Wenn man Forscher nach ihrer persönlichen Motivation für ihre Arbeit fragt, erhält man – abgesehen von persönlichen emotionalen Begründungen wie „Neugierde“ und „Wissensdurst“ – durchaus auch Antworten mit ethischem Bezug: die Mängel der konkreten menschlichen Existenz – individuelle wie gesellschaftliche – in allen denkbaren Bereichen zu kompensieren, z. B. Ersatz für kranke Organe zu schaffen, die materielle Existenz des Menschen zu sichern, Gefahren zu minimieren (Klimaschutz) oder den Alltag zu erleichtern („Haushaltsroboter“).

Das ist eines der Ergebnisse einer im Jahr 2000 im von Walter Pieringer und Franz Ebner herausgegebenen Buch „Zur Philosophie der Medizin“ (Wien-New York: Springer Verlag) unter dem Titel „Die Welt als Maschine, der Markt als Maß“ veröffentlichten Analyse, deren Ziel es war, zu untersuchen, an welchen konkreten Wert- und Lebensauffassungen – oder anders ausgedrückt: an welcher Ethik – sich die Tätigkeit moderner Forschung orientiert, und welches Weltbild sie sich zugrundelegen muss, um diese Tätigkeit den Vorgaben ihrer Wert- und Lebensauffassungen entsprechend durchführen zu können.
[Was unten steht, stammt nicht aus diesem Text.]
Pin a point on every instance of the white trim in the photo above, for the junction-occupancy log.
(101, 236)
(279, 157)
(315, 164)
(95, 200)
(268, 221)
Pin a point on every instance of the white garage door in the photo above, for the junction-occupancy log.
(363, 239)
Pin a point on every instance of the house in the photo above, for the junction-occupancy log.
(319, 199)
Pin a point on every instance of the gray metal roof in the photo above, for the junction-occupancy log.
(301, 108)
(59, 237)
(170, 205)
Forschungsethisches Grundprinzip: Mängelkompensation

Aus der Zieldefinition von Forschung als „Mängelkompensation“ ergibt sich als Maßstab für ihre Ethik der Grad der Kompensation von Mängeln mit technischen Mitteln – etwa der Ersatz des eigenen kranken Herzens durch ein Kunstherz – und die damit verbundene Erhöhung des Lebensalters und gegebenenfalls der Lebensqualität. Ethische Forschung bestünde danach also darin, den Fortschritt voranzutreiben, indem sie Teilerfolge auf dem Weg zur vollkommenen Kompensation der Mängel der menschlichen Existenz schafft.

Das Weltbild dahinter

Dieses Ziel aller Forschung legt ein Wertesystem offen, das als ethisches Teilsystem auch in den Religionen vorliegt. Es unterscheidet sich nur dadurch, dass es auf eine transzendentale Letztbegründung verzichtet. Die zentralen Werte gelten im Gegensatz zu den Religionen nicht als auf ein letztes, außerhalb der irdischen Existenz liegendes und damit prinzipiell unerforschliches Ziel hin orientiert, sondern werden, weil auf der materiellen (einzigen) Welt zu erreichen, evident gesetzt, möglicherweise als Funktionen von Genen oder Supergenen.

Ethisches Endziel „Paradies auf Erden“

Während nach den Religionen letztlich jedes Individuum die Vollkommenheit erreichen kann – wenn nicht während seiner Lebenszeit, dann wenigstens nach dem Tod (oder nach vielen Leben und Toden) in vielfältig vorgestellten „Paradiesen“ –, ist Forschung nicht in der Lage, dem Individuum solches zu verheißen. Sie kann daher auch nicht trösten. Dessen ungeachtet ist sie aber nicht weniger einer Paradiesvorstellung verhaftet: Ihr ständiges Bestreben, Mängel zu kompensieren und dadurch zu einer „besseren“, weil weniger an Mängeln leidenden, Welt fortzuschreiten, ist nur daraus verständlich. Sie kann zwar nicht das Paradies für jetzt lebende Individuen schaffen, aber möglicherweise für spätere. Nicht die Vollkommenheit des Individuums steht also als Ziel an, sondern die des Kollektivs Menschheit, als dessen Teil dann möglicherweise auch das einzelne Individuum seine Vollkommenheit erreichen mag.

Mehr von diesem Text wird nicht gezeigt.